Il danno non patrimoniale

Non passano il vaglio della Corte, tuttavia, i motivi di ricorso con cui la donna lamenta l’esclusione del risarcimento del danno non patrimoniale nell’accezione del danno morale ed esistenziale. Gli Ermellini approfittano della vicenda per ricapitolare una serie di principi ormai consolidati nella giurisprudenza di legittimità per quanto riguarda il risarcimento del danno non patrimoniale e alla persona.

In primis, viene ribadita la natura unitaria ed onnicomprensiva del danno non patrimoniale. Secondo l’insegnamento della Corte costituzionale e delle Sezioni Unite della Suprema Corte (Corte cost. n. 233 del 2003; Cass. Sez. U. 11/11/2008, nn. 26972-26975), sul piano delle categorie giuridiche (anche se non sotto quello fenomenologico), deve intendersi unitarietà rispetto a qualsiasi lesione di un interesse o valore costituzionalmente protetto e non suscettibile di valutazione economica.

 

Per quanto riguarda l’onnicomprensività, invece, tale ultimo aspetto sottende l’obbligo, per il giudice di merito, di tener conto, a fini risarcitori, di tutte le conseguenze derivanti dall’evento di danno, nessuna esclusa, con il concorrente limite di evitare duplicazioni attribuendo nomi diversi a pregiudizi identici.

Accertamento concreto e mezzi di prova

Il magistrato, in sostanza, dovrà procedere, a seguito di articolata, compiuta ed esaustiva istruttoria, a un accertamento concreto e non astratto del danno, all’uopo dando ingresso a tutti i necessari mezzi di prova, ivi compresi il fatto notorio, le massime di esperienza, le presunzioni.

Quanto all’accertamento e alla quantificazione del danno risarcibile pesa, non solo, l’insegnamento della Corte costituzionale (sentenza n. 235/2014), ma anche l’intervento del legislatore sugli artt. 138 e 139 del d.lgs. 7 settembre 2005, n. 209 (Codice delle assicurazioni private).

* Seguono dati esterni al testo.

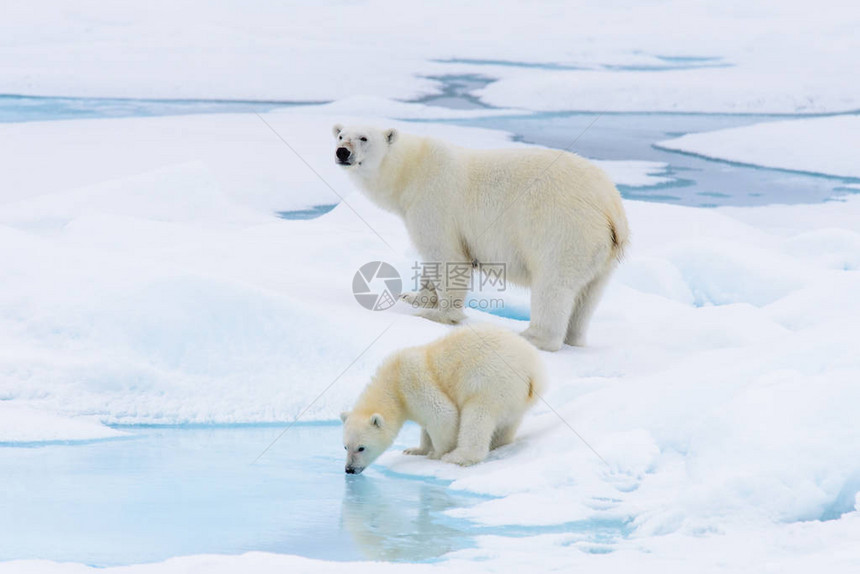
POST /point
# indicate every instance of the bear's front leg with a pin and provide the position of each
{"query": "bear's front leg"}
(426, 445)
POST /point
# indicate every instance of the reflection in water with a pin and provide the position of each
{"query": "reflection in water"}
(384, 528)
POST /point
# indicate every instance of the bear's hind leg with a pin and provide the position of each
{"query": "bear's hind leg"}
(425, 446)
(551, 306)
(584, 308)
(505, 434)
(442, 431)
(476, 431)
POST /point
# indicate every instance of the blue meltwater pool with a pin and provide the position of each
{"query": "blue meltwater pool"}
(172, 491)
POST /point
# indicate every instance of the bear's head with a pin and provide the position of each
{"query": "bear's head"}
(365, 437)
(361, 148)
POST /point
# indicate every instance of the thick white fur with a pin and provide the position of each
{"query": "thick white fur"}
(468, 391)
(555, 219)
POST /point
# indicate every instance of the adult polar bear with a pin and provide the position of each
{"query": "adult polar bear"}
(553, 218)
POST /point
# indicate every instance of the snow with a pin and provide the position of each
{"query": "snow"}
(22, 425)
(731, 56)
(825, 145)
(147, 279)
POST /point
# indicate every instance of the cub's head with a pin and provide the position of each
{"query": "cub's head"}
(361, 148)
(364, 439)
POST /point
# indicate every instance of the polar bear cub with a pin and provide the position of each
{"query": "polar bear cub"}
(468, 391)
(552, 218)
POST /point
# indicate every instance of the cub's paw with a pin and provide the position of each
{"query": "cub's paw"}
(419, 299)
(462, 458)
(446, 316)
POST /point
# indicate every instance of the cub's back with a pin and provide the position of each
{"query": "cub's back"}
(476, 359)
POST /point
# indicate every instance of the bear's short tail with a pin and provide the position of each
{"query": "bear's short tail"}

Gli Ermellini precisano che il giudice di merito dovrà congiuntamente, ma distintamente, valutare la reale fenomenologia della lesione non patrimoniale, dunque tanto l’aspetto interiore del danno sofferto (c.d. danno morale, sub specie del dolore, della vergogna, della disistima di sé, della paura, della disperazione), quanto quello dinamico relazionale (destinato a incidere in senso peggiorativo su tutte le relazioni di vita esterne del soggetto).

 

Nella valutazione del danno alla salute, il giudice dovrà, pertanto, tenere conto sia delle conseguenze subite dal danneggiato nella sua sfera morale (che si collocano nella dimensione del rapporto del soggetto con sé stesso) sia di quelle incidenti sul piano dinamico-relazionale della sua vita (che si dipanano nell’ambito della relazione del soggetto con la realtà esterna, con tutto ciò che, in altri termini, costituisce “altro da sé”).

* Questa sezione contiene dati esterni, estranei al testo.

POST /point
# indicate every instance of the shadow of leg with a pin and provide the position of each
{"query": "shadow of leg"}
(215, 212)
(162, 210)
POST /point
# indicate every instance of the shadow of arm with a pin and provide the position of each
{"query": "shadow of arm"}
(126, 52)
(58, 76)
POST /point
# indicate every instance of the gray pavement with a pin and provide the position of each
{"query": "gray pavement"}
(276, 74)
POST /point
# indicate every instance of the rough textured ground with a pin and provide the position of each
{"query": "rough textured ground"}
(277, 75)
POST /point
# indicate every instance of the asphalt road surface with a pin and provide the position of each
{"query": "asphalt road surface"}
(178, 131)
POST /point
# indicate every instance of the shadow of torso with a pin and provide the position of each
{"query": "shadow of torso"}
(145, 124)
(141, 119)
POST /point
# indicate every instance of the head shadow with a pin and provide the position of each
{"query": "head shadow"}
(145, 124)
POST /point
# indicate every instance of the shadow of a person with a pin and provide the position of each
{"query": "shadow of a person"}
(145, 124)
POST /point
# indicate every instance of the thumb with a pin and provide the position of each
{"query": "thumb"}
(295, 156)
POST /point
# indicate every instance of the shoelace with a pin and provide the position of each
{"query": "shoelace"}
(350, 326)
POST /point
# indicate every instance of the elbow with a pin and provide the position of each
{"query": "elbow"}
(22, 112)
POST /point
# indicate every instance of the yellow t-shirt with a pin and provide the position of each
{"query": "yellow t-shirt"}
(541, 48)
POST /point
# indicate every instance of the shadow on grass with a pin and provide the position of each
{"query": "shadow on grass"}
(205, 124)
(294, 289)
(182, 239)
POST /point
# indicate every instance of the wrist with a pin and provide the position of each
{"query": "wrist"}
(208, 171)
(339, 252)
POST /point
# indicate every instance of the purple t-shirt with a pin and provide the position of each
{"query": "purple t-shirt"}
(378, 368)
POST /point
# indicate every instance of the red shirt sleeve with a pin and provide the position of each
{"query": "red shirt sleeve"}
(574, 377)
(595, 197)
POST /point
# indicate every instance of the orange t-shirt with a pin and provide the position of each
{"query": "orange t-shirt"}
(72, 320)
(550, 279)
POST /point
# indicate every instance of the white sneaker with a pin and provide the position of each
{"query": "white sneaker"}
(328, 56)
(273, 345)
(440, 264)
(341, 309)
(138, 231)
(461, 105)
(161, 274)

Risarcimento e duplicazione risarcitoria

In presenza di un danno permanente alla salute, la misura standard del risarcimento prevista dalla legge o dal criterio equitativo uniforme adottato dagli organi giudiziari di merito (oggi secondo il sistema c.d. del punto variabile) potrà essere aumentata, nella sua componente dinamico-relazionale, solo in presenza di conseguenze dannose del tutto anomale, eccezionali ed affatto peculiari.

Invece, le conseguenze dannose da ritenersi normali e indefettibili secondo l’id quod plerumque accidit (ovvero quelle che qualunque persona con la medesima invalidità non potrebbe non subire) non giustificano alcuna personalizzazione in aumento del risarcimento.

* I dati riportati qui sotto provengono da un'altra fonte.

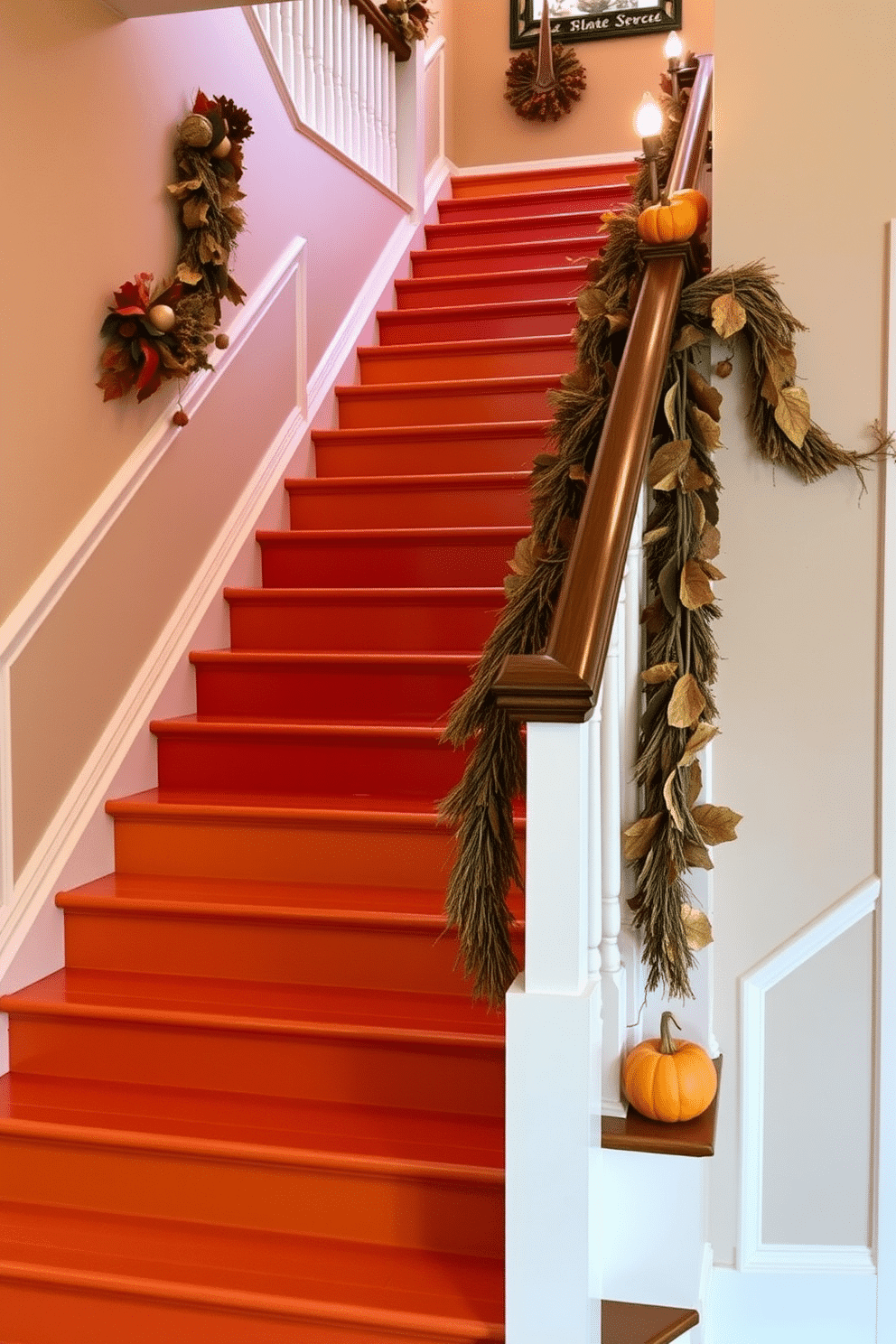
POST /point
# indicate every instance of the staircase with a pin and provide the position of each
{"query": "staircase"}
(257, 1106)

Nel caso di lesione della salute, costituisce, pertanto, duplicazione risarcitoria la congiunta attribuzione del danno biologico e del danno c.d. esistenziale, poiché tali “categorie” o “voci” di danno appartengono alla stessa area protetta dalla norma costituzionale (l’art. 32 Cost.).

 

Non costituisce duplicazione risarcitoria, invece, la differente e autonoma valutazione compiuta con riferimento alla sofferenza interiore patita dal soggetto in conseguenza della lesione del suo diritto alla salute, come stabilito dalla Corte costituzionale con la sentenza n. 235/2014, e come oggi normativamente confermato dalla nuova formulazione dell’art. 138 lett. e), cod. ass., introdotta, con valenza evidentemente interpretativa, dalla legge di stabilità del 2016.